George Mitchell Allgood's firstdegree murder trial started Monday in Saskatoon, more than seven years after his ex-girlfriend and the mother of his child was killed with a shotgun blast while she lay sleeping in her home.
Forty-year-old Susan Reinhardt and 43-year-old David Ristow were asleep together in a Saskatoon home at about 1:15 a.m. on July 15, 2006, when they were hit with blasts from a shotgun.
Ristow survived but Reinhardt died.
The 49-year-old Allgood concealed his face from Saskatoon media Monday as he was escorted into the courthouse by RCMP officers.
The trial began with a debate over the admissibility of a videotaped confession to police, a confession that was the fruits of the controversial investigative technique known as a "Mr. Big" sting.
Details also emerged in court Monday, how Allgood assumed the identity of Hogg. In the video played in court, Allgood explained that he was at a treatment facility in Alaska when he met a man born in Canada who had claimed U.S. citizenship.
"I was in a place where I thought I could use that sometime in the future," Allgood said, because "I had s---on me from back there when I did time in the States, which I'm finished with."
That time was likely a reference to 28 years ago, when Allgood, an American citizen, tied up an elderly man in his own home in Baltimore, Md., and beat him to death with a shovel.

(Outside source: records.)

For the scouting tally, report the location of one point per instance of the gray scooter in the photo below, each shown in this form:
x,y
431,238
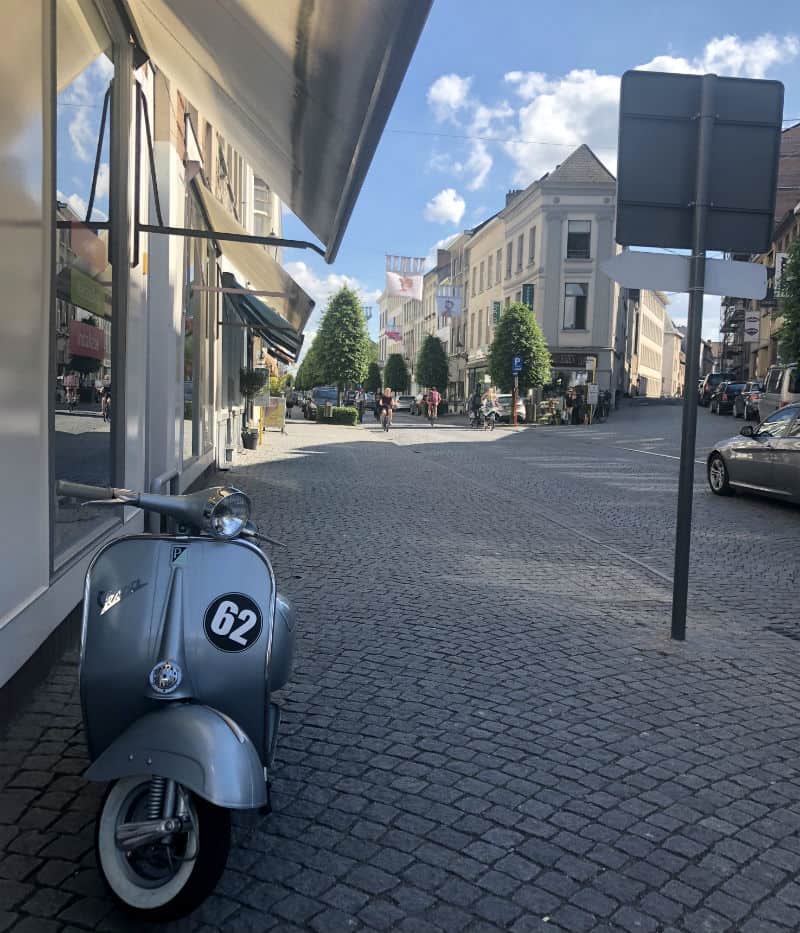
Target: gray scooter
x,y
184,640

In 1987, the then 23-year-old received a 30-year prison sentence in the state of Maryland after he plead guilty. It's unclear when he was released from prison, or how he ended up in Canada.
Between 2000 and 2006, Allgood spent many years in Chilliwack and made many connections, including working at Sto:lo Nation. It was here that Allgood met Reinhardt, who was an employee of Xyolhemeylh Child and Family Services. The two would eventually have a child together, "a beautiful little boy," according to a Sto: lo Nation employee.
Things began to unravel when Reinhardt took their son to Saskatoon. Allgood told two local acquaintances that he wanted to follow her there to get access to his son.
In summer 2006, he then quit or was fired from his job at Sto:lo Nation, packed up his things and went to Saskatoon.
On July 15 of that year, Reinhardt and Ristow were asleep in the home they shared in Saskatoon's Ctiy Park neighbourhood. Reinhardt, Allgood's five-year-old son and Ristow's two children were sleeping in other parts of the house.
A patio door had been left open for the cats, according to Ristow who spoke to the Times in early 2012. Something startled him awake and he realized he was bleeding.
"I just remember waking up and felt something and was soaking wet," Ristow told the Times. "I didn't know what it was until I went into the living room."
A homicide detective later told Ristow they'd both been struck by pellets fired from a 12-gauge shotgun, and the pellets remain inside him.
Ristow, now 50, was scheduled to take the stand Wednesday but the Crown told court that he was in hospital and would not be testifying.
The trial began Monday and is scheduled to last two weeks.